Il neo segretario del Pd Nicola Zingaretti, proclamato ieri all’Ergife, ha chiarito subito qual è il campo di battaglia. Presidente del partito è stato eletto l’ex premier Paolo Gentiloni, sulla sua candidatura c’è stata la convergenza anche dei renziani e dall’area che fa capo a Guerini e Lotti.
Zingaretti coinvolgerà in segreteria anche i segretari regionali e le minoranze. Punta pure lui, come Facciolla in Molise, sulle aree tematiche, i dipartimenti.
Alla prima assemblea nazionale del partito c’erano anche i delegati eletti in Molise: Laura Venittelli e Luciano Sposato, Bibiana Chierchia e Carlo Veneziale. Oltre, naturalmente, a Facciolla che è componente di diritto.
La segreteria regionale sarà resa nota oggi dall’ex assessore all’Agricoltura. Alle minoranze che fanno capo a Durante e Buono ha lasciato tempo fino a ieri sera per decidere se entrare nell’esecutivo del Pd. Sembra, però, che sia l’una sia l’altra area resterà fuori dall’organismo, almeno per ora. Su 16 componenti, solo due sarebbero della minoranza. Un po’ poco per parlare di possibilità di reale condivisione, avrebbero ragionato nell’area di Durante in particolare. Anche se il presidente del Consiglio comunale di Campobasso ha assicurato che il suo non sarà l’atteggiamento di chi vuol mettersi di traverso. Facciolla ha vinto, ha diritto di ‘governare’ i dem.
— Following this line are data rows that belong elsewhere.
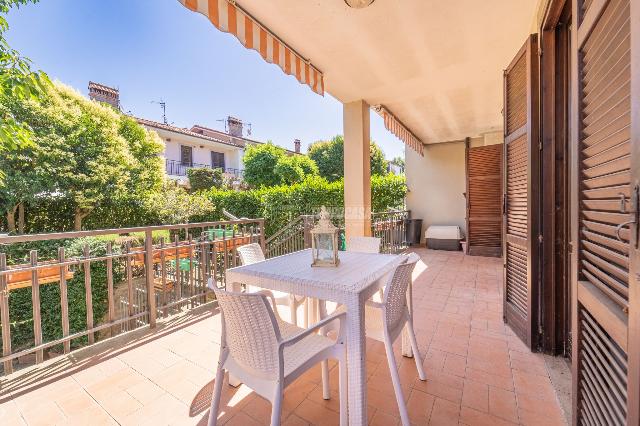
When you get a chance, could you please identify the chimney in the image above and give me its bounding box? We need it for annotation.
[227,116,242,138]
[89,81,120,110]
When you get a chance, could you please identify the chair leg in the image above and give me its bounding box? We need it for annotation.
[289,295,298,325]
[302,297,309,328]
[271,386,282,426]
[384,336,410,426]
[208,365,224,426]
[407,318,427,382]
[338,351,349,426]
[320,359,331,399]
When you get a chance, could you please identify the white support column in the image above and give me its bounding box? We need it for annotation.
[343,100,371,238]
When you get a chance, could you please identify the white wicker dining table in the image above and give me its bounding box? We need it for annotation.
[226,249,403,425]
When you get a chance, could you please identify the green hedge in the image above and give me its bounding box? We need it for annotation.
[0,238,124,352]
[207,175,407,236]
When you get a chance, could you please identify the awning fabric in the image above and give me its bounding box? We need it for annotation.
[178,0,324,96]
[373,105,424,156]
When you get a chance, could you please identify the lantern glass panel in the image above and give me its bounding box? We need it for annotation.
[314,234,333,262]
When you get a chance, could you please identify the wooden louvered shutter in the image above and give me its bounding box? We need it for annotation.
[572,0,640,425]
[503,35,539,347]
[466,145,502,256]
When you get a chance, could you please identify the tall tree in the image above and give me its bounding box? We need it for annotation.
[309,135,387,181]
[0,0,51,155]
[242,141,287,188]
[0,83,163,230]
[275,155,318,185]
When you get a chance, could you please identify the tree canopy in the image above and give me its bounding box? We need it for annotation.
[275,155,318,185]
[0,0,51,153]
[242,141,318,188]
[309,135,387,182]
[0,83,164,231]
Buono, invece, ha giocato la partita della presidenza, candidandosi contro D’Alete e dopo aver ufficialmente chiesto al segretario di affidare il ruolo alla minoranza. Esito scontato, visto il risultato delle primarie. Ma anche il giovane esponente Pd di Venafro per ora non entra in segreteria.
Il clima, tuttavia, non è avvelenato. Il vero banco di prova, in termini di compattezza e capacità di sintesi, è dietro l’angolo con la scelta dei candidati alle amministrative di fine maggio.

r.i.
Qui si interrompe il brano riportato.